12. "You do not seem to understand how little such a claim appeals to the modern mind."

    Thank goodness I do not. Are you suggesting that I should wave the flag of modernism where Christs teachings and expectations are concerned?
    The problem is not whether the modern mind is happy with the truth, but whether it is true... and that they should hear it.
    If the claim be true, and the modern mind is fuddled over it, then the modern mind must adjust itself to the Catholic religion.
    Or would you prefer that the Catholic Church threw up its hands and follow the jilted modern mind into its many, many errors? That would be to renounce the correctness of the Catholic Church for the incorrectness of the horde of muddled thinkers, just because they happen to be many, and claim to be "modern."
    But a thing is not true merely because a lot of people happen to think it, or because it happens to be a recent phase of thought. Truth is truth, however few the people who hold it and however long ago they held it.
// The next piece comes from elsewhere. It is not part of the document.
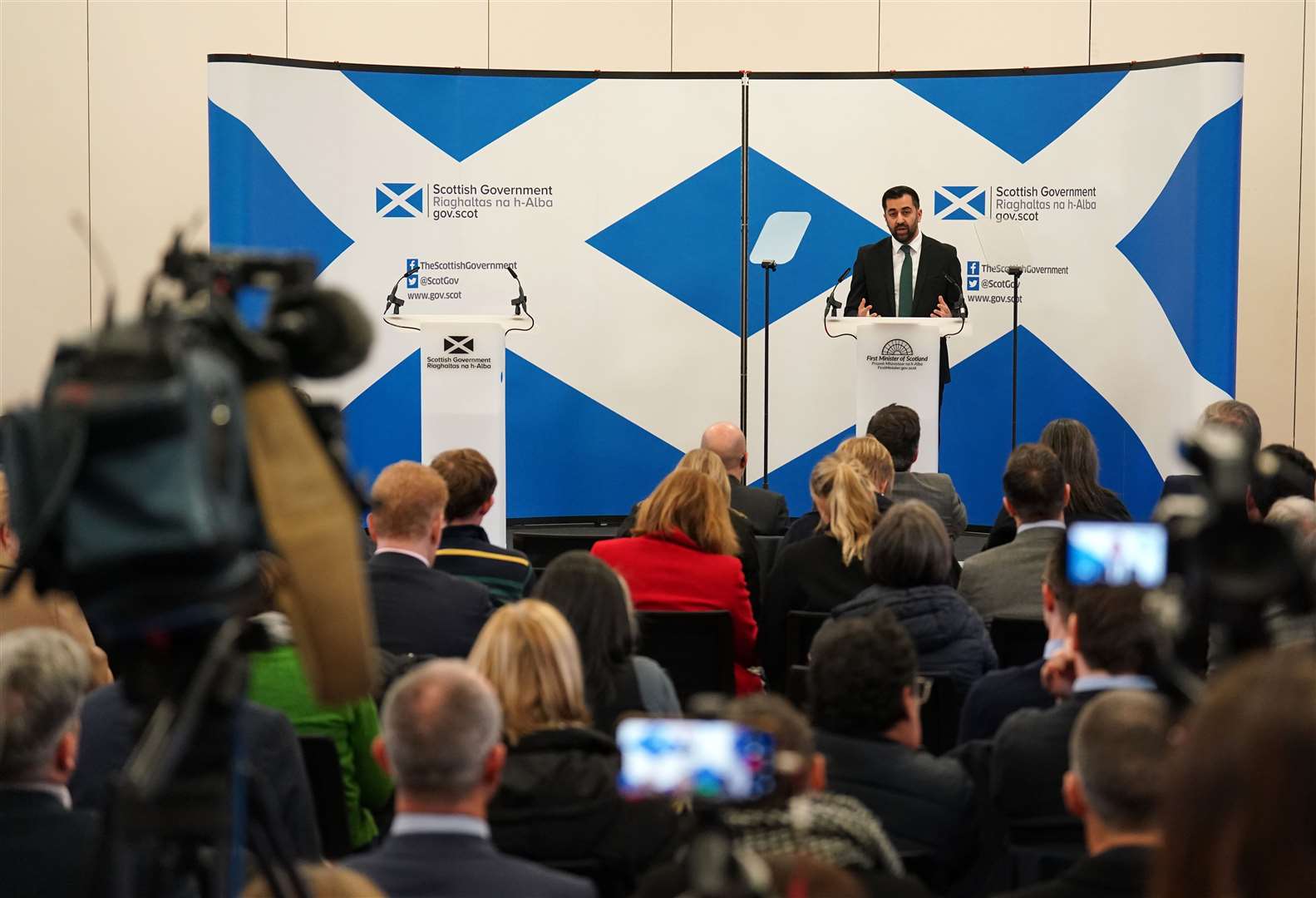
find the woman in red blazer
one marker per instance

13. "Not one of the Protestant Churches is so arrogant as to claim that it is the one true Church."

    At least they get that one thing right.
    But what you really mean, without realizing it, is that they are not absolutely certain they are the right Church. That's why so many Protestants like their little religious corner of the world, but are also ready to say that all other religions are okay - except for the Catholics, of course.
    But if a Church is so inconclusive of its own position, why belong to it? The Catholic Church is not stricken by waffling.

- She claims to be the ONE true Church. 
- She speaks with a verifiable certainty and definiteness which contrasts remarkably with the hesitancy of others.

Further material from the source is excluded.